Concordant data have also been obtained on the essential role of IL-18 in MLDSZ-induced diabetes [14], [15]. Studies in NOD mouse have shown that increased IL-18 expression occurs in islets during advanced stages of insulitis, and this correlated with elevated transcripts for IFN-γ and the IL-18 receptor [16]. In addition, the murine IL-18 gene maps to the Idd2 susceptibility locus, suggesting a potential role in predisposition to autoimmunity [17]. However, in spite of these data pointing to a central role for endogenous IL-18 in the development of autoimmune diabetes, treatment with IL-18 has been shown to either prevent [18] or accelerate [19] the onset of the disease in these mice.
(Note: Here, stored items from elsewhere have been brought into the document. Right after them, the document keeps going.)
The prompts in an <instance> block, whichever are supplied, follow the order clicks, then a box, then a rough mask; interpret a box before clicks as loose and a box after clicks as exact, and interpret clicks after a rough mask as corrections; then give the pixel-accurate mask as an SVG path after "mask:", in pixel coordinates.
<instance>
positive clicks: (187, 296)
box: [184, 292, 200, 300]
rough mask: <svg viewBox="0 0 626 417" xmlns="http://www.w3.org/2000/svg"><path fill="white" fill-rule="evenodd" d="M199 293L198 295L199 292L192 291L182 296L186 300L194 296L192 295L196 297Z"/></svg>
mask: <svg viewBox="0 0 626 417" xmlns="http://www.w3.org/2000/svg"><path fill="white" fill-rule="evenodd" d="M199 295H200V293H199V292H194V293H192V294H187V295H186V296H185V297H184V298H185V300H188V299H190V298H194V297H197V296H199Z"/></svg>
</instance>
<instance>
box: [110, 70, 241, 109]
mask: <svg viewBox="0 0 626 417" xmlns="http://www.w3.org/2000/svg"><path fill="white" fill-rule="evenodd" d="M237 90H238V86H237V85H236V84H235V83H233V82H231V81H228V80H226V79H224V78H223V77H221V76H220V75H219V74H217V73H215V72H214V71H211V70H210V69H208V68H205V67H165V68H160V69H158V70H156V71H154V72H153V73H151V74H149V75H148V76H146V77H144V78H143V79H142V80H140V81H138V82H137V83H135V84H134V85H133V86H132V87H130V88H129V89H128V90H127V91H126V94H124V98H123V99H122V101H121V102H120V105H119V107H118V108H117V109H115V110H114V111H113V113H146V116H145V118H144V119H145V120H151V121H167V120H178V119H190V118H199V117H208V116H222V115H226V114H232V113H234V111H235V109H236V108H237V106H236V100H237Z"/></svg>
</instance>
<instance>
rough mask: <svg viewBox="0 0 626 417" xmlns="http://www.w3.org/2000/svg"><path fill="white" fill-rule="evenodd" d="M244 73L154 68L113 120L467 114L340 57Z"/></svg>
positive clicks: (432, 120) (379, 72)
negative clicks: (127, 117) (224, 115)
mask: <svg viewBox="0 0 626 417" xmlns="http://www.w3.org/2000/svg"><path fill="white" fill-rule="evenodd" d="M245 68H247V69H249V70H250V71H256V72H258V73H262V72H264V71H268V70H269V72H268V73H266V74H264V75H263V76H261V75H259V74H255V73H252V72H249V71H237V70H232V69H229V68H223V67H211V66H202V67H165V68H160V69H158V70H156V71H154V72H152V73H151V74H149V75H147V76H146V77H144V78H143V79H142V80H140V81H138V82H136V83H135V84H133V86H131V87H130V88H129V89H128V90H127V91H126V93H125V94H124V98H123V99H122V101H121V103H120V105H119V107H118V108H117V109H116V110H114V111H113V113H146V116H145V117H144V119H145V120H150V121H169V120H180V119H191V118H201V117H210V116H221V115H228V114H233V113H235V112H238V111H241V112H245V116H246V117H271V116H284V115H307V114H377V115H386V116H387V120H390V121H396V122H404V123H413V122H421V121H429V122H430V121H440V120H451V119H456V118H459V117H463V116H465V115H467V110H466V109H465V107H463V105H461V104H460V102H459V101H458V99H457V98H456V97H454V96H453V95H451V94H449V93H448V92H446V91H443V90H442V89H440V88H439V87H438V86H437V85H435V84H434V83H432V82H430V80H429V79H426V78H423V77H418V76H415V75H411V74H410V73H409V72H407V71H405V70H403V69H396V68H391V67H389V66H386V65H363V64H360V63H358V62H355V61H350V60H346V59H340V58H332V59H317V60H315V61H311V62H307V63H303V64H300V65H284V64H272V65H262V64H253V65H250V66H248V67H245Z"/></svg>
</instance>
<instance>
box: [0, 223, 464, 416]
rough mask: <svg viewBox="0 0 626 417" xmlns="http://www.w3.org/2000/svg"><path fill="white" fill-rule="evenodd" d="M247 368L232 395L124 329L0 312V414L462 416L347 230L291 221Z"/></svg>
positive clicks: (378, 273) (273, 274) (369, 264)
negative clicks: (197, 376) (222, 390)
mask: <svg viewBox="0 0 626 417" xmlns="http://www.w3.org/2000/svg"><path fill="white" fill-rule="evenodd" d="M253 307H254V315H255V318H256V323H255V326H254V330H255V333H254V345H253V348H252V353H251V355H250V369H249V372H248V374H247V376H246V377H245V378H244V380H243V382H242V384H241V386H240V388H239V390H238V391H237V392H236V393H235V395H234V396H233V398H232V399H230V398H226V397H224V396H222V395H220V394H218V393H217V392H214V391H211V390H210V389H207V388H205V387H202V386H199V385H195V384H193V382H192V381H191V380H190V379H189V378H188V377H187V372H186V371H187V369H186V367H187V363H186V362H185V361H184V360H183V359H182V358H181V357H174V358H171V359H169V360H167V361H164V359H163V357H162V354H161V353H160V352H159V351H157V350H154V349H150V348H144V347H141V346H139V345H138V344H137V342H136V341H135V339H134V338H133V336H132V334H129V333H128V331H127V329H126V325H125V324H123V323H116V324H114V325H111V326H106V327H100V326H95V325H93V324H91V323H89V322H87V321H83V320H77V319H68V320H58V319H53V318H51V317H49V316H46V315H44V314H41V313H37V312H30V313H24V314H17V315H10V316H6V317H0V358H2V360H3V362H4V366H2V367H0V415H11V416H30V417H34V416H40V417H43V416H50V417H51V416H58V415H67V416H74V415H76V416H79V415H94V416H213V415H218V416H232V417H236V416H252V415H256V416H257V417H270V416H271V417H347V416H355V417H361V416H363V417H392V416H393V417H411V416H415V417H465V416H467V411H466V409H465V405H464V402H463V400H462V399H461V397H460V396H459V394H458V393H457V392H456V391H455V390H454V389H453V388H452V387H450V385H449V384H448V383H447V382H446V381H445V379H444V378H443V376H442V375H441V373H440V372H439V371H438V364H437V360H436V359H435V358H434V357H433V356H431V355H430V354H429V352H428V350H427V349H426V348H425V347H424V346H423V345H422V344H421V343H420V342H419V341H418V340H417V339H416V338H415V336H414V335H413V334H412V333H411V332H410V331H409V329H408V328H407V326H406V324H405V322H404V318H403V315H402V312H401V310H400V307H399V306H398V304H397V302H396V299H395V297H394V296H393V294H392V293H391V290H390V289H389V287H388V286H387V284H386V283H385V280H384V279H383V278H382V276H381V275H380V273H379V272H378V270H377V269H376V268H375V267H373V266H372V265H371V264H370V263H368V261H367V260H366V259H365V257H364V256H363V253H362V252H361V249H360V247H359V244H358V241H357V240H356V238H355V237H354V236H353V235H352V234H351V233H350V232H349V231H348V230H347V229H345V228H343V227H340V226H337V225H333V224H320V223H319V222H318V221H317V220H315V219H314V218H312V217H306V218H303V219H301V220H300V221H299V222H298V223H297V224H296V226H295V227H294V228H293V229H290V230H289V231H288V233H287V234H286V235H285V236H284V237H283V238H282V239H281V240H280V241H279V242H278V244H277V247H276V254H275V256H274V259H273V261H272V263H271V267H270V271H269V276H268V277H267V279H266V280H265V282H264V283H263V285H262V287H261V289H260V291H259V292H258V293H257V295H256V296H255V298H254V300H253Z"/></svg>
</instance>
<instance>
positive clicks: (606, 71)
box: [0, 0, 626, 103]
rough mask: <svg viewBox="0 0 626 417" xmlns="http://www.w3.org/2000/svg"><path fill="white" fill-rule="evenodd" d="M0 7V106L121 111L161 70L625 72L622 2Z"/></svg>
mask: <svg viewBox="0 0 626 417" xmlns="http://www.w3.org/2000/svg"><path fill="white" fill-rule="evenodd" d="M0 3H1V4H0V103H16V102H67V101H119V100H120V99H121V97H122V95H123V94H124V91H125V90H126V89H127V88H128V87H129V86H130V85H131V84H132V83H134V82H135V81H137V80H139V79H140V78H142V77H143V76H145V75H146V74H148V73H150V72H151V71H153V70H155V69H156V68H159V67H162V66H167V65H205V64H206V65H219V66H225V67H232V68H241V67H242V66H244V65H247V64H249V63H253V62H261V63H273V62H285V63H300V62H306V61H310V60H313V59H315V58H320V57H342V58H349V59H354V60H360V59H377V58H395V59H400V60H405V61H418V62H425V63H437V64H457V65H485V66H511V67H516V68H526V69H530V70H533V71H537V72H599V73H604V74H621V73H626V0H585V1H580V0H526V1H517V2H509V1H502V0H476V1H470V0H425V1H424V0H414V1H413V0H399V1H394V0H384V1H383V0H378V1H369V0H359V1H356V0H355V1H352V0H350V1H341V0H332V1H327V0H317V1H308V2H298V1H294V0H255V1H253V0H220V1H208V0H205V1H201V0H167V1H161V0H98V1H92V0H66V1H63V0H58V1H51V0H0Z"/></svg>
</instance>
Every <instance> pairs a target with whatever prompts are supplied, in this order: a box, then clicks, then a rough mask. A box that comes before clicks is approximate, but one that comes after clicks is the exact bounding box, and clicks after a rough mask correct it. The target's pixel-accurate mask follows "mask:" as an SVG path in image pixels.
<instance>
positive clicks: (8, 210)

Hence, we have tested the effects of a specific inhibitor of IL-18, the IL-18 BP:Fc Ig, in two models of accelerated diabetes in the NOD mouse, one induced by cyclophosphamide (CY) and the other by adoptive transfer of diabetogenic cells from syngeneic donors.

The results show that in both models a short prophylactic treatment with IL-18BP:FcIg resulted in a significant protection against development of the disease.